Die Analyse der zellulären Stressantwort und insbesondere der Mechanismen der DNA-Reparatur erfordert heute Ansätze, die zahlreiche Parameter auf der Ebene der einzelnen Zelle quantifizieren können. Die quantitative bildbasierte Zytometrie oder QIBC (Quantitative Image-Based Cytometry) erfüllt diesen Bedarf: Angewandt mittels Fluoreszenzmikroskopie auf große Populationen asynchroner adhärenter Zellen ermöglicht sie es, das Zellzyklusstadium jeder einzelnen Zelle zu bestimmen und gleichzeitig die Signale interessierender Proteine zu messen. Dennoch bleibt diese Technik weitgehend von High-Content-Mikroskopieplattformen und proprietärer Analysesoftware abhängig. Die wesentlichen Hindernisse liegen in der Automatisierung der Erfassung und Analyse, die eine zuverlässige Segmentierung jedes Zellkerns in Verbindung mit einer unverzerrten Extraktion multipler Parameter voraussetzt.

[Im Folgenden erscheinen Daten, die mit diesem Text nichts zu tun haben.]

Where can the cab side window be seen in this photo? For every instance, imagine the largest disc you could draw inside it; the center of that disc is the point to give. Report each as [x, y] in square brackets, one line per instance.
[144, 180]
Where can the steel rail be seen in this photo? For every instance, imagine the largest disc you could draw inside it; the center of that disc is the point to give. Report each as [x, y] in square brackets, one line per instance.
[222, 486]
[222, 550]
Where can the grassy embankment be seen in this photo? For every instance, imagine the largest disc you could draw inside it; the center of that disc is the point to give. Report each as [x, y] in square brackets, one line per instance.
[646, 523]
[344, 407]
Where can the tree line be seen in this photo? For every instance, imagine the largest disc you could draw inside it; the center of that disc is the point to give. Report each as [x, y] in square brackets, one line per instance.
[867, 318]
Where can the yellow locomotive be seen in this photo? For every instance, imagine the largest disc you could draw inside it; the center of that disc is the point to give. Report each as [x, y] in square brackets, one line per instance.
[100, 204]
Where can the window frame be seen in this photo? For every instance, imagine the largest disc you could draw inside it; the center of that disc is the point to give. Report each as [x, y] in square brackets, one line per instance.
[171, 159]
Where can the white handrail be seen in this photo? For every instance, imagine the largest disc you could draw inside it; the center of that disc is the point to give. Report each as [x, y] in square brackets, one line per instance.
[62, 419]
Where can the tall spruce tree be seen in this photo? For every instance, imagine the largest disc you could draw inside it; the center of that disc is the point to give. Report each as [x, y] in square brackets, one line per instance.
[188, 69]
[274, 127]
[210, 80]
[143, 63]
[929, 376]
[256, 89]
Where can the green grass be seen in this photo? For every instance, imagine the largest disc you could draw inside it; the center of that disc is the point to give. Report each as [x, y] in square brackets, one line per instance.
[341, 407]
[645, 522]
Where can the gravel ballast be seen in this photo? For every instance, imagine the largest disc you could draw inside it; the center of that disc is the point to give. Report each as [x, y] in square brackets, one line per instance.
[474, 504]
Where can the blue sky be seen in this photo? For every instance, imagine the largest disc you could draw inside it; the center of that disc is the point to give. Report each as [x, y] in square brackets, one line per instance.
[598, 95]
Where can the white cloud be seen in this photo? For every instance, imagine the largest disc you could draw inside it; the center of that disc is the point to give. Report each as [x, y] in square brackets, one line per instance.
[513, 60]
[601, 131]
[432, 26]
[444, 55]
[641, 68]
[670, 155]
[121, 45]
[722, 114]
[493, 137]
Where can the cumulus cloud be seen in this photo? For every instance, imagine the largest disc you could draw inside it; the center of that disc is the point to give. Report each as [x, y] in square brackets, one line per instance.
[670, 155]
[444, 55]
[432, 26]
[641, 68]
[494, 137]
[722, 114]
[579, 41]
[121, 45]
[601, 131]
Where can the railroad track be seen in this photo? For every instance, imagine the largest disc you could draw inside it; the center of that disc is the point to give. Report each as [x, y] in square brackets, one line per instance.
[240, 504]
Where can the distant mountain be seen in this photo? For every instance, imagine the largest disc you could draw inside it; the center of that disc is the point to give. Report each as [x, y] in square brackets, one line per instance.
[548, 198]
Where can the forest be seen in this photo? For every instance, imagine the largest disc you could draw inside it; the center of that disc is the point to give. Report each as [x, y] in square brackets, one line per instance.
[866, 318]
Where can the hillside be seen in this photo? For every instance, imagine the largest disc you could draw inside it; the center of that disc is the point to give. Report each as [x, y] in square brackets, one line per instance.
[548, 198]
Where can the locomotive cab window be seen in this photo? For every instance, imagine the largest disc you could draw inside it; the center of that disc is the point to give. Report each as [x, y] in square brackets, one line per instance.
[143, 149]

Das hier beschriebene Protokoll bietet eine vollständige und offen zugängliche Lösung, von der Vorbereitung, Behandlung und Fixierung der Zellen bis hin zur Färbung, Mikroskopie und Bildanalyse. Es stützt sich auf eine Weitfeldmikroskopie-Aufbau für die automatisierte mehrfarbige Erfassung sowie auf Skripte, die für die Software Fiji entwickelt wurden. Der zentrale Analyseschritt beruht auf StarDist, einem auf Deep Learning basierenden Werkzeug, das darauf trainiert ist, Zellkerne zu erkennen. Im Gegensatz zur klassischen Schwellenwertmethode, die ausschließlich die Fluoreszenzintensität nutzt, verwendet StarDist mehrere morphologische Merkmale, was eine präzise und vollständig automatisierte Segmentierung selbst bei dicht gruppierten Zellkernen mit minimalem Eingriff des Anwenders gewährleistet. Die Gesamtintensität des DAPI pro Zellkern dient als Schätzung des DNA-Gehalts, und die Kombination mit dem mittleren EdU-Signal ermöglicht die Einteilung der Zellen in die Phasen G1, S und G2. Anschließend werden zusätzliche Parameter, wie die mittlere Intensität oder die Anzahl der Foci pro Zellkern für die untersuchten Proteine, extrahiert und dann multiparametrisch visualisiert.
Die Gültigkeit des Ansatzes wird anhand der γH2AX- und 53BP1-Signale im Rahmen der DNA-Schadensantwort veranschaulicht. Die Autoren finden in bestrahlten Zellen in der G2-Phase etwa doppelt so viele γH2AX-Foci wie in der G1-Phase, in Übereinstimmung mit der Verdopplung des DNA-Gehalts. Zudem beobachten sie eine spezifische Aktivierung von γH2AX in der S-Phase nach durch Camptothecin induziertem Replikationsstress und zeigen, dass die auf den DNA-Gehalt normalisierte Anzahl der 53BP1-Foci in der G1-Phase höher ist und im Laufe des Zellzyklus abnimmt. Die Autoren weisen auf bestimmte Einschränkungen hin: Das StarDist-Standardmodell ist für Zelllinien mit ovoid-rundlichen Zellkernen geeignet, wie etwa U-2 OS oder RPE1-hTERT, wurde jedoch nicht an anderen Zelltypen getestet, und die Identifizierung diskreter Foci bleibt in Proben mit hoher Dichte oder heterogener Intensität schwierig. Insgesamt stellt dies ein schnelles und automatisiertes Verfahren zur QIBC-Analyse dar, begleitet von öffentlich zur Verfügung gestellten Fiji-Skripten.